Ayant grandi dans un foyer dysfonctionnel, je connaissais très bien le chaos. J’ai toujours eu l’impression qu’il y avait quelque chose qui clochait, mais je ne savais pas quoi ni comment le réparer.
Quand j’avais 20 ans, j’ai eu mon premier fils. À 25 ans, j’ai divorcé et j’avais deux garçons à élever. À 30 ans, j’ai épousé mon deuxième alcoolique. C’était une bonne personne, elle avait un emploi, elle était très utile pour élever mes deux enfants, et je l’aimais. L’alcool s’est aggravé après que les garçons soient partis de la maison et que j’ai pensé au divorce, mais je ne pouvais pas quitter ma femme. À 50 ans, ma vie était devenue ingérable et je n’avais nulle part où aller. À 54 ans, je devais avoir la bonne dose de colère, de ressentiment et d’anxiété pour savoir que j’avais besoin d’aide et que je devais faire quelque chose — n’importe quoi.

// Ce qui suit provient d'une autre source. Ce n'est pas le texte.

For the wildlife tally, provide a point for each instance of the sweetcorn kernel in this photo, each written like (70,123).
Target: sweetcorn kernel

À travers de nombreuses visites aux urgences et aux centres de réadaptation, j’ai entendu parler d’Al-Anon, mais j’ai toujours supposé que c’était ma femme qui avait le problème, pas moi. Mais j’ai réalisé que ce que je faisais ne fonctionnait pas, alors en janvier 2015, je suis allé à ma première réunion Al-Anon.

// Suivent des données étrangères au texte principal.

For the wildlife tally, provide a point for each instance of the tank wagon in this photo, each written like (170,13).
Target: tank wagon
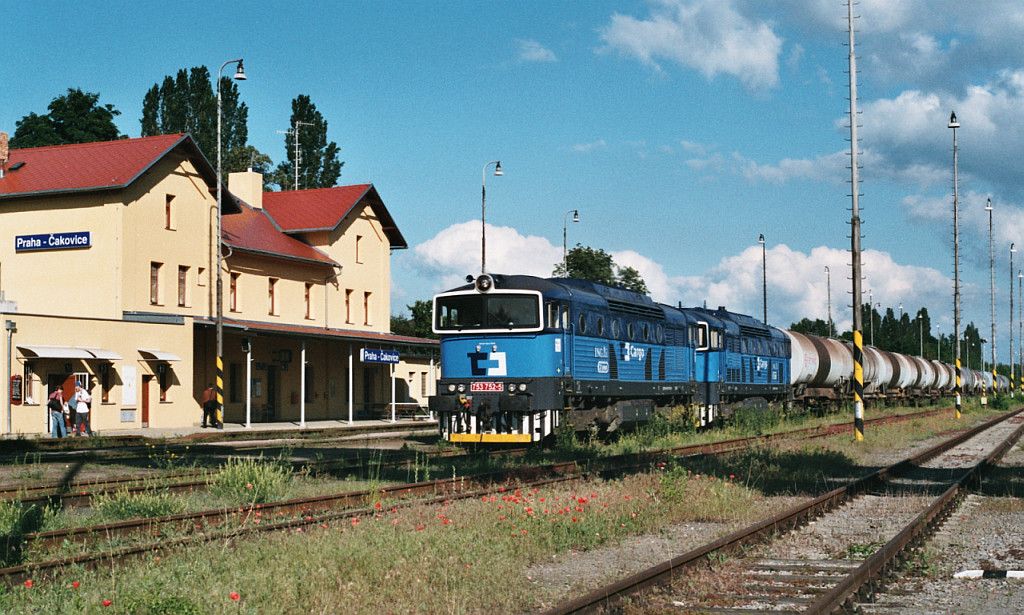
(521,355)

Les gens étaient gentils et leurs histoires ressemblaient beaucoup aux miennes. La première chose à laquelle je me suis accrochée, c’est une liste intitulée « Les choses à faire et à ne pas faire ». Tout de suite, j’ai su que je faisais presque tous les « interdits » et aucun des « à ne pas faire ». Un membre m’a suggéré d’essayer de penser à un « à faire » et un « à ne pas faire » chaque semaine, alors j’ai imprimé la liste et je l’ai collée au mur. Bientôt, j’ai pu me rattraper avant de faire un des « à ne pas faire ».
Après ma première réunion Al-Anon, je me sentais mieux face à la vie et les choses ne semblaient plus si désespérées. Je pensais que si une réunion était bonne, alors deux seraient mieux. J’ai aussi rencontré un homme sage dans le programme qui m’a dirigé vers une réunion Al-Anon spécialement destinée aux hommes. Il m’a dit qu’il croyait que le programme ne décollait vraiment qu’après les Douze Étapes.
Ma femme est décédée de sa maladie environ un an après que j’ai décidé de prendre un parrain et que j’ai commencé à travailler sur les Douze Étapes d’Al-Anon. Le timing de Dieu m’a sauvé d’une vie de « pensées puantes ». Je fréquente toujours Al-Anon et je fais du bénévolat pour faire du travail de service dans le programme. J’ai maintenant une bonne idée de comment aider les autres et aussi comment bien prendre soin de moi.
Par John H., Texas
Al-Anon fait face à l’alcoolisme en 2019
Pareil ici, sauf que ma femme est en rétablissement. Malheureusement, le ressentiment et la colère restent de mon côté. Elle dit que je suis toujours de mauvaise humeur et déprimante et que je dois « laisser tomber ». Je suis tanné d’être de mauvaise humeur. Je veux continuer notre vie. Où puis-je trouver cette liste de choses à faire et à ne pas faire?
C’est triste de lire tout ce que tu as vécu et je vois beaucoup de similitudes dans ton histoire et je vois ma femme suivre le même chemin! Je vais à ma première réunion demain. Tes paroles ont été très inspirantes. Merci!
Merci d’avoir partagé ton histoire, c’est très perspicace.
Après avoir lu ça, je me dis que c’est justement le soutien dont j’ai besoin. Merci pour ton histoire!
Merci d’avoir partagé. C’est une histoire inspirante, il n’est jamais trop tard.